I could use an art mentor. I find I'm not so hot at managing my art practice. People like to talk about intuition and following-your-heart. Well, if I had a little voice inside me telling me what to do, I'd have tuned in long ago. Or maybe I am listening, I just have to solve my paradox: exploring my limits and finding my style. Am I the only person out there with this conundrum, I wonder.

24 July 2012

The brain that changes



I started The Brain That Changes Itself, which is basically a love letter to optimism with an ISBN number. It summarises the findings of case studies and research into how our brains get around brain injuries and other damage by rewiring so that a part of the brain set up for one thing can do doubletime taking over for another broken bit. There's more to it, but the whole point is that things aren't set in stone.

Reading this gives me such huge relief. It's hope-giving. I suffer from (don't you hate sentences starting like that?) some nasty anxiety following a couple of car accidents, a head-on collision and a T-bone. In both cases, someone foolishly turned left without noticing that my car was in the way. It left me terribly nervous around cars. Hey, if two people can engage you in completely unavoidable accidents by their own negligence, why can't a third?

My happy little post-trauma involves dreaming up the worst accidents you can imagine and playing them out every time I'm around cars. Including parked ones.

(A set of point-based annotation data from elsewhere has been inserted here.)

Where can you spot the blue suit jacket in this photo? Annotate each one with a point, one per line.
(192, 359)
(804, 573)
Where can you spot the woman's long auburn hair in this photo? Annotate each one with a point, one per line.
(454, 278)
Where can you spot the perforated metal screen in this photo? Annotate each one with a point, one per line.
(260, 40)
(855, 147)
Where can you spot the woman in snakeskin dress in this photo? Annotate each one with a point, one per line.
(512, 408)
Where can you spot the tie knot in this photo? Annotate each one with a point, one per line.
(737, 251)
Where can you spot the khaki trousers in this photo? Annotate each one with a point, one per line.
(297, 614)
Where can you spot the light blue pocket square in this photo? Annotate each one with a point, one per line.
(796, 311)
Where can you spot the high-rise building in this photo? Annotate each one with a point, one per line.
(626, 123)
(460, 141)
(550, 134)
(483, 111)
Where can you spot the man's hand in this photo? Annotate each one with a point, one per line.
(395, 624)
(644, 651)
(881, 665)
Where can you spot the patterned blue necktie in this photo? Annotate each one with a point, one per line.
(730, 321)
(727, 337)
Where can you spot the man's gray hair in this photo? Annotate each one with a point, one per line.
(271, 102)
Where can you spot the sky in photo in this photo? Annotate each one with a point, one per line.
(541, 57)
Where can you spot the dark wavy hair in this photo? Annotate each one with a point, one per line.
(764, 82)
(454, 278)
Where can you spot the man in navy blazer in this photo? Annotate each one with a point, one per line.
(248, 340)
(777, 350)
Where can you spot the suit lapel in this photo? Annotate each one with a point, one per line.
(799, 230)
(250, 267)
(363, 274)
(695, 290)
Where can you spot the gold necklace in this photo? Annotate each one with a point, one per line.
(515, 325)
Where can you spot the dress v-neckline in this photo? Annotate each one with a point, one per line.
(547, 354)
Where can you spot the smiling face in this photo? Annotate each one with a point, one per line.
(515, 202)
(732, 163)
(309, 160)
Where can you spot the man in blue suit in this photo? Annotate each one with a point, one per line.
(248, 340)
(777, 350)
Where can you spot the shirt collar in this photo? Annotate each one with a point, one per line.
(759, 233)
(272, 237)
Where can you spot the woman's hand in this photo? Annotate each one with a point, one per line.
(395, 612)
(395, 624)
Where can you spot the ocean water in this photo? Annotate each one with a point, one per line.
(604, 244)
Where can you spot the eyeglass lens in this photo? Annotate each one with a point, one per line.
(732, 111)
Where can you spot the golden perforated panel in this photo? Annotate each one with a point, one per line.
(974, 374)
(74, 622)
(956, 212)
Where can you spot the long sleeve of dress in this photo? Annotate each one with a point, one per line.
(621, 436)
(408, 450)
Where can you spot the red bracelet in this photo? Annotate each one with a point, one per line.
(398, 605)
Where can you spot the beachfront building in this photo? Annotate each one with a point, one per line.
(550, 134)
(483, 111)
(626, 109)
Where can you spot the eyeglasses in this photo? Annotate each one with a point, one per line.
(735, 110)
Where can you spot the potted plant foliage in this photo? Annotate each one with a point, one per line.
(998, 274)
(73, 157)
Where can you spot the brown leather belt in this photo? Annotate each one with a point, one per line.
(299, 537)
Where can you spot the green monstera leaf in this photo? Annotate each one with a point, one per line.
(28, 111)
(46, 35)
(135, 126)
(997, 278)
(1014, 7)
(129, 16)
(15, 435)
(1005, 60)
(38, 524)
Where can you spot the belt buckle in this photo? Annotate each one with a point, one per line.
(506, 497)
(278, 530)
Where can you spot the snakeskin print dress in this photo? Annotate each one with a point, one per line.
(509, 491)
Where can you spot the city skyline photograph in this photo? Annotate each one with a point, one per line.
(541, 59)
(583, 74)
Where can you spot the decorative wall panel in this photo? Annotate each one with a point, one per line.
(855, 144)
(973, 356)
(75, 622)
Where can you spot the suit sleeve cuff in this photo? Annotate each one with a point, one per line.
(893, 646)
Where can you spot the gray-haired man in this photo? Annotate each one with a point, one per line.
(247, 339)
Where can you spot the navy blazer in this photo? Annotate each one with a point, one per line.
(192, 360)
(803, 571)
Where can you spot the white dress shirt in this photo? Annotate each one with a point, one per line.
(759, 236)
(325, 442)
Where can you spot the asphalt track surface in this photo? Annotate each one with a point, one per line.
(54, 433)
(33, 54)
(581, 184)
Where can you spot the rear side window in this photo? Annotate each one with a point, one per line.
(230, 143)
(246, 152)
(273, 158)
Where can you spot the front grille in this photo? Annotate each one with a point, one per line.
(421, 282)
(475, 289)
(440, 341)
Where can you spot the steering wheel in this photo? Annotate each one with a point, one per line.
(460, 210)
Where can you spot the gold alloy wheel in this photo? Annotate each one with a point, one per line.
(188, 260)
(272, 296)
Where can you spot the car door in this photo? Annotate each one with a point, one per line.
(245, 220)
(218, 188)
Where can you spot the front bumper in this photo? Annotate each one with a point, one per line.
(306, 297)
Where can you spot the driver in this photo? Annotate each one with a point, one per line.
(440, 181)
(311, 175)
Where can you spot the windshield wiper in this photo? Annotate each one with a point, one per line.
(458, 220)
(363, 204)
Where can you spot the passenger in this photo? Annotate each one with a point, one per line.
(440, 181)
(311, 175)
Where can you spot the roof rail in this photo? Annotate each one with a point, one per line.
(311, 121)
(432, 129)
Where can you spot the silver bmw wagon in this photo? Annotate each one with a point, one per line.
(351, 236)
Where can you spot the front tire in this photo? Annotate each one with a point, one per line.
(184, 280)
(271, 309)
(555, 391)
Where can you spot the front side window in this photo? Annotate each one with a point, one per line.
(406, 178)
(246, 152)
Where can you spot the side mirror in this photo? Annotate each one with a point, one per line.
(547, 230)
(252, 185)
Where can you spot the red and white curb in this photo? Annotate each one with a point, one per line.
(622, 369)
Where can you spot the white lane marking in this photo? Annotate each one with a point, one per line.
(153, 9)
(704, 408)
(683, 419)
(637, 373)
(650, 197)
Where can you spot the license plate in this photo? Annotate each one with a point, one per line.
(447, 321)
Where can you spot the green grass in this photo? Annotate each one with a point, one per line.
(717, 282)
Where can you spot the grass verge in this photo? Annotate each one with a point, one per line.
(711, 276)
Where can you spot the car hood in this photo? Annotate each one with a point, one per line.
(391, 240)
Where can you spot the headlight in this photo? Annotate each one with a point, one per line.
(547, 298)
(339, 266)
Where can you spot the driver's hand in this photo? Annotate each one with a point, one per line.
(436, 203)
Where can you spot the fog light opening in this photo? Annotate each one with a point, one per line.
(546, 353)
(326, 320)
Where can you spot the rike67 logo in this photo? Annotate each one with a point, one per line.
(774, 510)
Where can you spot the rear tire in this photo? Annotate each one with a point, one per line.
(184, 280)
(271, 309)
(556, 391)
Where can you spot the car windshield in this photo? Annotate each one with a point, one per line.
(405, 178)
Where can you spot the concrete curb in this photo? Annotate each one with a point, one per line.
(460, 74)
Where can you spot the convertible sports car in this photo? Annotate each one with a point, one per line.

It is frightening, tiring, and boring!

But apparently, despite the fact that I've got these mini-horrorshows nicely down pat, and despite the failure of my personal form of aversion therapy of continuing to drive and walk down busy roads, I actually *can* think my way out of this. By doing something that makes me happy, like listening to music, every time I feel the anxiety. They call it "use it or lose it." If you don't feed the anxiety, it dies. You just have to build new pathways in your mind instead. Let's roll!

03 July 2012

Sleepdrawing

All pictures drawn between June 12 and July 2, 2012

I've never had such trouble getting to my blog. I have the time, just not the energy. Everyone said most babies would sleep a long stretch at night by the time they were three months old. Mine started to, then switched back to the 3 hour stretch thing when he discovered just! how! exciting! daytime can be. Why eat when you can fidget? Hey, the dairy bar's open all night, right? 

So here are some quick ones grabbed usually when we're out in the yard staring up at the trees or down at the grass, with a bonus Ada.